As we’re all taking a moment to reflect on 2022 and prepare for 2023, I wanted to share some thoughts on what I noticed showing up in my coaching work this year.
Founders reach out to me hoping to become better CEOs, improve gross margins, get closer to their co-founders or make some big decision. Yet, our coaching work, especially if it goes well, rarely sees us address these challenges head on.
This is disappointing news to some who expect me to offer a secret “be a better CEO” curriculum, which would magically improve gross margins, reduce stress and make investors send term sheets.
My experience as a founder, a coach and just a human being taught me that the beginning of becoming a better CEO is the moment when we stop hoping for others to fix our pain, stop hoping for things to be different and instead commit to facing the reality as it is and take responsibility for our choices.
An assumption that often goes unexamined is that there’s something wrong with us. As a kid, I grew up feeling that I’m not ok in some fundamental way. The pain behind feeling that we’re not ok often prompts us to engage in a never-ending process of self-improvement.
The false promise is that if we take another course, find the right coach, make a slicker investment pitch or implement the latest version of the OKR process, things will finally be ok. Eventually we may notice that the promise is false, and while we constantly feel we’re making progress, we never quite arrive at that magical destination where we perform well and feel good about ourselves all the time.

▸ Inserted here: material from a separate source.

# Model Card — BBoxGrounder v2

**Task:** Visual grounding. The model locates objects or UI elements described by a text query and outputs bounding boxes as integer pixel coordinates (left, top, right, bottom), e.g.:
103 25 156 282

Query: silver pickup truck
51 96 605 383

Often the first step in the coaching process is to acknowledge that there’s nothing wrong with us as we are right now, with all our imperfections and dirty secrets. You are ok, I am ok, we are ok, unconditionally. You are unconditionally human. And you don’t need to make a billion bucks or gain a million followers to be ok. You already are, you just sometimes forget it.

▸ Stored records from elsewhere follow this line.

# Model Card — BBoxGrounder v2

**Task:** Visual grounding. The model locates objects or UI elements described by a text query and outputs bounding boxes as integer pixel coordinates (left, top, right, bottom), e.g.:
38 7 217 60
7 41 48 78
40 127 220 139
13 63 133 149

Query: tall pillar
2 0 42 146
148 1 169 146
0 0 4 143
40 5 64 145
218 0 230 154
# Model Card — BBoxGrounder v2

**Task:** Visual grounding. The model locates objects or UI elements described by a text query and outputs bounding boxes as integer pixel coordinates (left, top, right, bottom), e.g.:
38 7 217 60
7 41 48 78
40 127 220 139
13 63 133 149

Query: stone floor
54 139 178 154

Acknowledging that there’s nothing wrong with us can also help with the next step: looking honestly at what’s going on, both in our businesses and our minds. It takes courage and yet, as we look at what’s really going on, separating facts from stories that our minds tell us, learning to see clearly how our feelings are different from our interpretations of them, we inevitably discover that however difficult things are, our capacity to hold them in our awareness and meet them with compassion is always greater.

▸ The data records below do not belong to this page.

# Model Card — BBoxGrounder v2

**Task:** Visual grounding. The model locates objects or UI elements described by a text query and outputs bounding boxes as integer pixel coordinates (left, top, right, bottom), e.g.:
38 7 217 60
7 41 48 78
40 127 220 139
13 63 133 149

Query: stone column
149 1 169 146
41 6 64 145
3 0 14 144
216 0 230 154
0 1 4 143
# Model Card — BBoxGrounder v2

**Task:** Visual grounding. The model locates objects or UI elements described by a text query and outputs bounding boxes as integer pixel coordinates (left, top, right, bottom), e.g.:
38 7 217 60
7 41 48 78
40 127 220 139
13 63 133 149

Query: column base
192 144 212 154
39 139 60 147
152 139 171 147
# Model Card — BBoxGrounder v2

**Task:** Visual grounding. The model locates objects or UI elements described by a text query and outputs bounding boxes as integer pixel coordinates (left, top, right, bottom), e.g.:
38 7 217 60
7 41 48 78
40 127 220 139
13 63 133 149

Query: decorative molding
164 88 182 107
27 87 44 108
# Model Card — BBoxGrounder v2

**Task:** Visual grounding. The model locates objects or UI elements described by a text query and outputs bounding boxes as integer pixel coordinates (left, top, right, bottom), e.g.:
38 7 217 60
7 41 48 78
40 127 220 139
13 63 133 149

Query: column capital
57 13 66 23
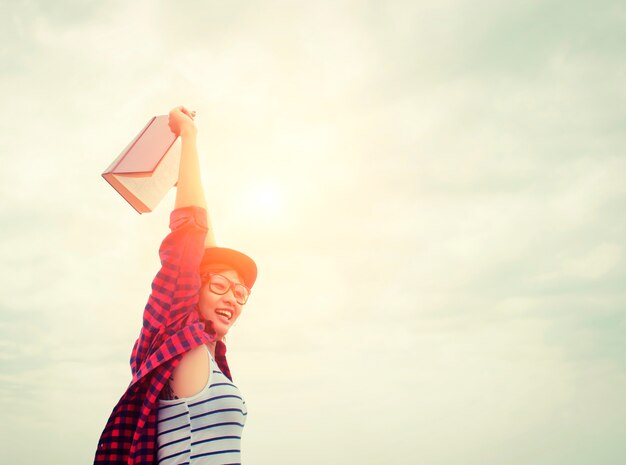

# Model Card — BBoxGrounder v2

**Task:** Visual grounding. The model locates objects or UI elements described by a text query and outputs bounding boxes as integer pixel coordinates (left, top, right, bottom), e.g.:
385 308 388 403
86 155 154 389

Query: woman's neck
206 340 217 358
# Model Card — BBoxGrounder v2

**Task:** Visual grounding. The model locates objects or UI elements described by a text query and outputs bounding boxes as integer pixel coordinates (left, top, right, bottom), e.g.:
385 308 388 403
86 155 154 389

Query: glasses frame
202 273 251 305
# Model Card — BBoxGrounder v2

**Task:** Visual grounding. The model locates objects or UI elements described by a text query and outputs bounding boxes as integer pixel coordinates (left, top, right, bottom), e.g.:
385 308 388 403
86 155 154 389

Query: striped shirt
157 346 248 465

It may take time, it may take practice, but a mark of a mature human being or a great CEO is the ability to see what’s going on clearly and not get lost in the projections of our minds.
An inherent part of this process is learning to work with our body, feeling our feelings and thus getting a much richer awareness of what’s happening. This is why “how are you?” is a powerful coaching question if you’re ready to really answer it, really feel how you are in this very moment. Not yesterday, not just before the coaching session, not tonight, but right now.
Acknowledging and deeply feeling that there’s nothing wrong with you and learning to look with equanimity and compassion at whatever’s arising in your experience can help us explore another deceptively simple coaching question: “What do you really want”?
It’s important to really answer this question because it can help us clarify what we want and build a plan to make it happen. Just as often, it can help us realise that we didn’t really want what we said we wanted. Sometimes we want something else, but we can’t admit it to ourselves, so we pick a more acceptable goal, like building a unicorn instead of admitting we want our father to love us, at last.
In this process we inevitably discover that we have plenty of different parts inside of ourselves that want different things. They tend to fight with each other. One wants to sign up for the gym on 1st of January, another wants to never lift anything heavier than a laptop. We tend to identify with these parts and experience this conflict very personally, not making progress and suffering in the process.
Being able to see what’s going on with clarity, compassion and a firm feeling that nothing’s wrong to begin with is where things can start to change. Paradoxically, when we see and accept what’s happening without any agenda to change it, deep change tends to happen.
That’s where clarity on what we want, acceptance of what’s happening and skilful action to change the situation start to work together to help us become a better CEO. Alternatively, it may also help us realise that we would like to do something else instead of running this business.
That’s also fine. We do our best work when we’re aligned with what we’re meant to be doing, and it’s better to discover what we’re meant to be doing and do it well instead of spending a decade forcing ourselves to do something we are not.
Sometimes our coaching work prompts founders to explore their identity and ask themselves "Who am I?". For some people, this is a question with an obvious answer, while for others it is a way to gain freedom from being controlled by their thoughts and emotions. As meditation teacher Sam Harris has said, both swimming and drowning involve moving your arms in water, but the subjective experience of each is completely different. Similarly, we can learn to navigate our thoughts, feelings, and emotions rather than feeling overwhelmed by them.
In the end, all this work of learning to see and accept what’s going on clearly, being friendly with different parts of ourselves, discovering what we really want and remembering, deep down, that we are ok as we are, is what helps us take our seat as a CEO.
And by that point, we are ready to figure out how to improve gross margins, get closer to our co-founders or make that big change, being fully confident in our ability to make good decisions and face the future. And that’s how we become better CEOs.
As we prepare to enter 2023, I wish you to always remember that you are ok as you are, that you are unconditionally human. May you have the courage to meet this moment as it is, be curious about how you are feeling in the moment and the clarity to know what you want and who you are.
May you be truly happy. Happy New Year.